Basic earnings (loss) per share is calculated using the net income (loss) for the year attributable to the Company’s controlling shareholders and the weighted average number of outstanding common shares in the respective period. Diluted earnings (loss) per share is calculated using the aforementioned average of outstanding shares, adjusted by instruments potentially convertible into shares, with a dilutive effect, in the periods presented. The Company does not have potential instruments convertible into shares and, consequently, the diluted and basic earnings (loss) per share are the same.

 

Treasury shares

 

When the Company purchases shares of the capital stock of the Company itself (treasury shares), the amount paid, including any directly attributable additional costs (net of income tax), is deducted from the equity attributable to the shareholders of the Company until the shares are canceled or disposed of. When such shares are subsequently disposed of, any amounts received, net of any directly attributable additional transaction costs and the respective income tax and social contribution effects, are included in the equity attributable to the Company’s shareholders.

 

Result per share

 

Basic and diluted earnings (loss) per share was calculated based on the profit attributable to CSN’s controlling shareholders divided by the weighted average number of common shares outstanding during the period, excluding common shares purchased and held as treasury shares. The Company does not hold potential dilutable common shares in circulation that could result in the dilution of earnings per share.

 

Non-controlling interest and transactions

 

The Company considers transactions with non-controlling interests as transactions with owners of the Company’s assets.
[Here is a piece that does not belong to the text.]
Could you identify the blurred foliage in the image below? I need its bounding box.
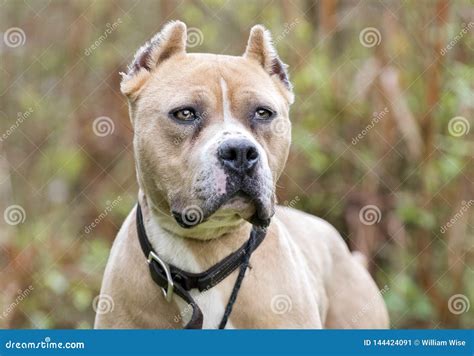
[0,0,474,328]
For non-controlling interests, the difference between any consideration paid and the acquired portion of the carrying amount of the subsidiary’s net assets is recorded in equity. Gains or losses on disposals for non-controlling interests are also recorded directly in equity.

 

When the Company ceases to have control, any interest held in the entity is remeasured at fair value, with the change in carrying amount recognized in the income statement. The fair value is the initial carrying amount for the subsequent accounting of the retained interest in an associate, a joint venture or a financial asset. In addition, any amounts previously recognized in other comprehensive income related to that entity are accounted for as if the Company had directly disposed of the related assets or liabilities. This means that the amounts previously recognized in other comprehensive income are reclassified to income.